Usefulness of RAII without exceptions

Question

I recently found about RAII in c++ and most examples of RAII talk about exception safety. How you can always release resources even if an exception were to be thrown.

The question I have is, if RAII is worth it if you do not have exceptions turned on. In our firm we work on embedded projects for arm and exceptions are turned off by default and we don't really see any need for them.

Thanks for all the answers!

Answer 1

RAII with exceptions is basically a requirement.

RAII without exceptions means that you can couple the allocation of resources with the code to dispose the resources.

This lets you have functions with multiple exit points, simplifies the writing of destructors (often destructors in an RAII heavy environment are empty or default), can simplify object assignment and moving (once again, often empty or default with sufficient RAII work).

A classic example for embedded environments would be locking and unlocking some mutex. You want to guarantee that you don't lock a mutex and forget to unlock it. To do this, code discipline means you have to have basically one exit point from your function, and you have to engage in gymnastics sometimes to ensure that this happens.

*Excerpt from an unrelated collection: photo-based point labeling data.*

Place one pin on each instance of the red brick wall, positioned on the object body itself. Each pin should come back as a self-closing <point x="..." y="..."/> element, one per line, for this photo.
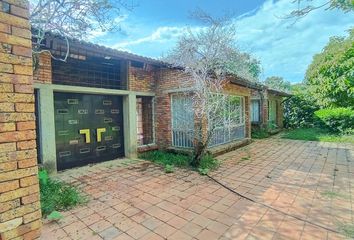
<point x="234" y="89"/>
<point x="169" y="80"/>
<point x="280" y="109"/>
<point x="142" y="79"/>
<point x="20" y="215"/>
<point x="43" y="73"/>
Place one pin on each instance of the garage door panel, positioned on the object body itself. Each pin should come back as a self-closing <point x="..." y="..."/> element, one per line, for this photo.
<point x="93" y="115"/>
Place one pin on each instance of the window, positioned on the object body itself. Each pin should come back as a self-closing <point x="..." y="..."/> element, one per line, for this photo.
<point x="90" y="72"/>
<point x="230" y="125"/>
<point x="145" y="120"/>
<point x="182" y="121"/>
<point x="255" y="113"/>
<point x="137" y="64"/>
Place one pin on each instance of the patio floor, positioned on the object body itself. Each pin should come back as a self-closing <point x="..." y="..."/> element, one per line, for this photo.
<point x="303" y="183"/>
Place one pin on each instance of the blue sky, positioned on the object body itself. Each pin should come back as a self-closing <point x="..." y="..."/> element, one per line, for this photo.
<point x="153" y="27"/>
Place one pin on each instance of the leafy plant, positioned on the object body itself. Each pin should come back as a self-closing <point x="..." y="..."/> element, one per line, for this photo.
<point x="316" y="134"/>
<point x="260" y="133"/>
<point x="57" y="196"/>
<point x="165" y="158"/>
<point x="330" y="76"/>
<point x="209" y="162"/>
<point x="336" y="120"/>
<point x="169" y="160"/>
<point x="299" y="110"/>
<point x="203" y="171"/>
<point x="245" y="158"/>
<point x="169" y="168"/>
<point x="347" y="230"/>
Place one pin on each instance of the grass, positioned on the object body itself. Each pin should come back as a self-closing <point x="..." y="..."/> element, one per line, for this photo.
<point x="166" y="158"/>
<point x="317" y="134"/>
<point x="332" y="195"/>
<point x="57" y="196"/>
<point x="169" y="160"/>
<point x="260" y="133"/>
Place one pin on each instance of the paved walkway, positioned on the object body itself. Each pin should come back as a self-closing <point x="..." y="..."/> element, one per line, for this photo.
<point x="308" y="182"/>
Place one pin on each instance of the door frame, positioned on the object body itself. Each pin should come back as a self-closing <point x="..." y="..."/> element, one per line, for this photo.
<point x="46" y="118"/>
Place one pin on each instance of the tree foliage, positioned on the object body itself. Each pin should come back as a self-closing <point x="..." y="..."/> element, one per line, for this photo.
<point x="304" y="7"/>
<point x="208" y="56"/>
<point x="278" y="83"/>
<point x="330" y="77"/>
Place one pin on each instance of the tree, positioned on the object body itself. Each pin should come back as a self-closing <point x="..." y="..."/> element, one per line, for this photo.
<point x="208" y="56"/>
<point x="304" y="7"/>
<point x="330" y="77"/>
<point x="72" y="19"/>
<point x="278" y="83"/>
<point x="299" y="108"/>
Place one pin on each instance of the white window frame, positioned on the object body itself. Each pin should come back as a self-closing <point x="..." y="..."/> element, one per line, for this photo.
<point x="229" y="128"/>
<point x="182" y="141"/>
<point x="252" y="111"/>
<point x="153" y="123"/>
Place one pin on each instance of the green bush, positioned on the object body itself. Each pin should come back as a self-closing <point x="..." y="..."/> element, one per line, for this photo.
<point x="336" y="120"/>
<point x="259" y="132"/>
<point x="169" y="168"/>
<point x="170" y="159"/>
<point x="56" y="195"/>
<point x="299" y="111"/>
<point x="208" y="162"/>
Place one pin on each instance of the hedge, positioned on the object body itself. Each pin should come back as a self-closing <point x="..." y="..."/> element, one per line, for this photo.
<point x="336" y="120"/>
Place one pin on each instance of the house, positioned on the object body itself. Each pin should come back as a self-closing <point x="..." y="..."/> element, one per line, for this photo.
<point x="103" y="104"/>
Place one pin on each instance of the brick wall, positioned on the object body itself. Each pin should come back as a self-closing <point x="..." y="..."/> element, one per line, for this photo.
<point x="170" y="81"/>
<point x="280" y="109"/>
<point x="142" y="79"/>
<point x="234" y="89"/>
<point x="43" y="73"/>
<point x="20" y="216"/>
<point x="167" y="81"/>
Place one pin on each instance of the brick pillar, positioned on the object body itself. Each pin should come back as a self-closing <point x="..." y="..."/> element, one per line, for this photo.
<point x="247" y="106"/>
<point x="20" y="215"/>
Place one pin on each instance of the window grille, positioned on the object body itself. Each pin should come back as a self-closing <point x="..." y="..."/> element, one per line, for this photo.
<point x="255" y="111"/>
<point x="182" y="121"/>
<point x="145" y="120"/>
<point x="90" y="72"/>
<point x="231" y="126"/>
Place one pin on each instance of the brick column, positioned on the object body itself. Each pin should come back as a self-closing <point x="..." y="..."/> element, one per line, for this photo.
<point x="20" y="215"/>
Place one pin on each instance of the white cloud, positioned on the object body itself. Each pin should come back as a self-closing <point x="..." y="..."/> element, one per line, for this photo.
<point x="160" y="35"/>
<point x="284" y="49"/>
<point x="96" y="34"/>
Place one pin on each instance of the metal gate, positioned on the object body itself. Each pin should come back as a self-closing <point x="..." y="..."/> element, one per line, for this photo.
<point x="88" y="128"/>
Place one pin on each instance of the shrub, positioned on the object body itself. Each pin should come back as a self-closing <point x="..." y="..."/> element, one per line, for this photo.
<point x="336" y="120"/>
<point x="169" y="168"/>
<point x="299" y="111"/>
<point x="56" y="195"/>
<point x="259" y="133"/>
<point x="165" y="158"/>
<point x="208" y="162"/>
<point x="169" y="160"/>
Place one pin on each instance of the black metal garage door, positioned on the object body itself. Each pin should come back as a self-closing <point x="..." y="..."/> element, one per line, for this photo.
<point x="88" y="128"/>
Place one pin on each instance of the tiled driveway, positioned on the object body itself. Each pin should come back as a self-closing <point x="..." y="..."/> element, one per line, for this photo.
<point x="309" y="180"/>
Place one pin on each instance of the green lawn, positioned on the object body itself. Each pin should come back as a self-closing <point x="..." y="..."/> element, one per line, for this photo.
<point x="316" y="134"/>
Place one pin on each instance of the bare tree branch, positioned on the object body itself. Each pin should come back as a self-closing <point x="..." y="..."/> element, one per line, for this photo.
<point x="74" y="19"/>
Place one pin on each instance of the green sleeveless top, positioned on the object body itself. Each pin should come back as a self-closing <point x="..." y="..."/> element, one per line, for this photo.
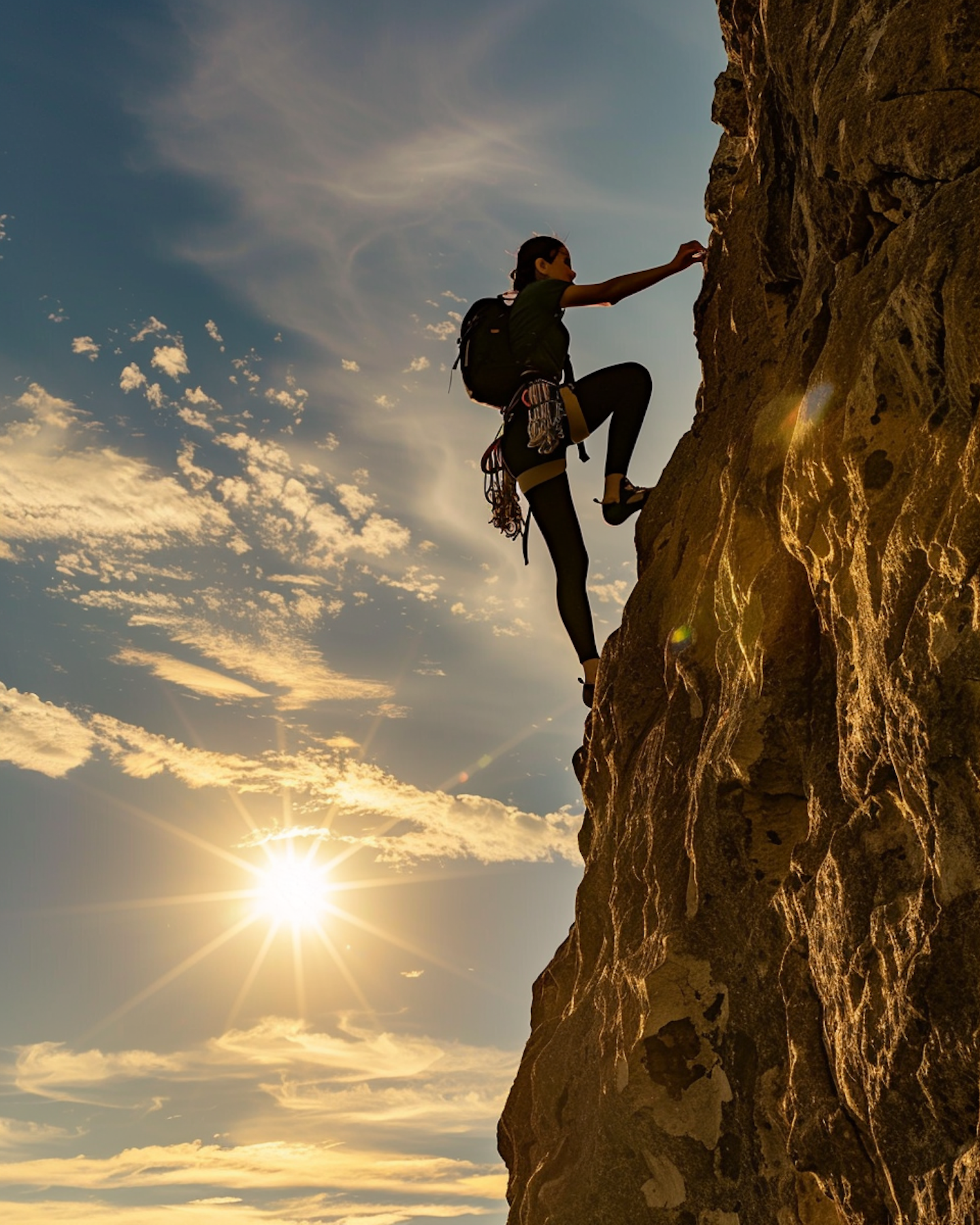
<point x="539" y="341"/>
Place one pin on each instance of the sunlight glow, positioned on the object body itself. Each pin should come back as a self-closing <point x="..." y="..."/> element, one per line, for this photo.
<point x="292" y="891"/>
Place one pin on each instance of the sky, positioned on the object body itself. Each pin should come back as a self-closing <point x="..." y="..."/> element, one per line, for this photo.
<point x="287" y="813"/>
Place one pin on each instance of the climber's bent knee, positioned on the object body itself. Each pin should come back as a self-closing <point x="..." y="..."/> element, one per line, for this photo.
<point x="539" y="474"/>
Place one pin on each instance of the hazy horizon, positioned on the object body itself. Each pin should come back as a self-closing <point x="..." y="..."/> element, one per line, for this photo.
<point x="255" y="613"/>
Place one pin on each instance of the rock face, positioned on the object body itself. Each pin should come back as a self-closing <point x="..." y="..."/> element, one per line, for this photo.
<point x="767" y="1009"/>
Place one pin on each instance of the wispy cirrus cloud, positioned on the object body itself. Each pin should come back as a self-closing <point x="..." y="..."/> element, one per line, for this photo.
<point x="201" y="680"/>
<point x="390" y="1096"/>
<point x="114" y="516"/>
<point x="407" y="155"/>
<point x="414" y="823"/>
<point x="260" y="1168"/>
<point x="231" y="1211"/>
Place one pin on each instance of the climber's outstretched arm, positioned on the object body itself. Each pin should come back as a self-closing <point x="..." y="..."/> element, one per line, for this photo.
<point x="615" y="289"/>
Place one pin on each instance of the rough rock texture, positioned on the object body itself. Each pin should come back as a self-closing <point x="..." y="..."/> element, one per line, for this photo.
<point x="767" y="1009"/>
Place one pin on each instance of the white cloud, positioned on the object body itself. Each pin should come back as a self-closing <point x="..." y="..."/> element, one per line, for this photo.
<point x="294" y="399"/>
<point x="171" y="359"/>
<point x="197" y="478"/>
<point x="431" y="825"/>
<point x="44" y="411"/>
<point x="131" y="378"/>
<point x="88" y="346"/>
<point x="197" y="396"/>
<point x="201" y="680"/>
<point x="37" y="735"/>
<point x="325" y="1209"/>
<point x="260" y="1166"/>
<point x="417" y="581"/>
<point x="499" y="614"/>
<point x="612" y="593"/>
<point x="442" y="331"/>
<point x="354" y="501"/>
<point x="52" y="1070"/>
<point x="97" y="497"/>
<point x="271" y="647"/>
<point x="401" y="154"/>
<point x="196" y="419"/>
<point x="151" y="327"/>
<point x="372" y="1081"/>
<point x="16" y="1134"/>
<point x="393" y="1097"/>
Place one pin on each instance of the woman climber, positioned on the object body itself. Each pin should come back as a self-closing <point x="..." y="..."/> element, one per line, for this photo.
<point x="547" y="414"/>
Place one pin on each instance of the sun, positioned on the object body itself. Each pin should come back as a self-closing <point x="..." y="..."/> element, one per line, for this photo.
<point x="292" y="891"/>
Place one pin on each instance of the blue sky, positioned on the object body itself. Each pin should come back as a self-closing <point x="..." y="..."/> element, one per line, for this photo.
<point x="254" y="610"/>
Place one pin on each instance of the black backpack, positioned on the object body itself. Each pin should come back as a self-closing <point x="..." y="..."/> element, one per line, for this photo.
<point x="490" y="374"/>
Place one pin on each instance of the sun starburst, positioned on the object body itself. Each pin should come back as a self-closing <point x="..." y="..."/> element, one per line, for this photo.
<point x="293" y="891"/>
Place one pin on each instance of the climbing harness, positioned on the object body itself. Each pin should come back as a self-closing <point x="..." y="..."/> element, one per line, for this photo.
<point x="546" y="414"/>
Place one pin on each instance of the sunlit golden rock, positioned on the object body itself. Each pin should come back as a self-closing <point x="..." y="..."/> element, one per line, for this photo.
<point x="767" y="1011"/>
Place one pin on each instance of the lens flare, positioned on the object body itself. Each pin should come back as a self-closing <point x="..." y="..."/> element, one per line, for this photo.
<point x="292" y="891"/>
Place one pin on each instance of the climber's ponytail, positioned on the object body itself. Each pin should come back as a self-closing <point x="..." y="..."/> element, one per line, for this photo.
<point x="538" y="248"/>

With RAII, you just create a RAII resource holder that owns the lock. Now you can return whenever you want, and the code to unlock the resource is automatically injected at the return site. Code flow is simplified, and resource leaks are far less common.

RAII is also amazing documentation. A structure or class with a Foo* could mean anything: how and when you are supposed to deal with that resource is unclear. A structure or class with a std::unique_ptr<Foo> is clearly owning that pointer. Functions that take std::unique_ptr<Foo> are clearly taking ownership over the passed in pointer. Functions that return std::unique_ptr<Foo> are clearly giving you ownership of that pointer.

Answer 2

RAII in C++ is a much more wide notion. It is an idiom which allows you to write safer code. Resource acquisition part of RAII is where you begin something that must be ended later, such as opening a file and closing it later, allocating some memory and deallocating it, acquiring and releasing a lock. RAII relates to such importants notions as: smart pointers, thread-safety (controlling mutex locks in multi-threaded programs - http://www.boost.org/doc/libs/1_49_0/doc/html/boost/interprocess/scoped_lock.html here is an example of RAII), interaction with files , object ownership (when you use smart pointers like unique_ptr you already use RAII) and so on.

So RAII is always worth to use in good C++ code regardless of exceptions.

Answer 3

The question I have is, if RAII is worth it if you do not have exceptions turned on.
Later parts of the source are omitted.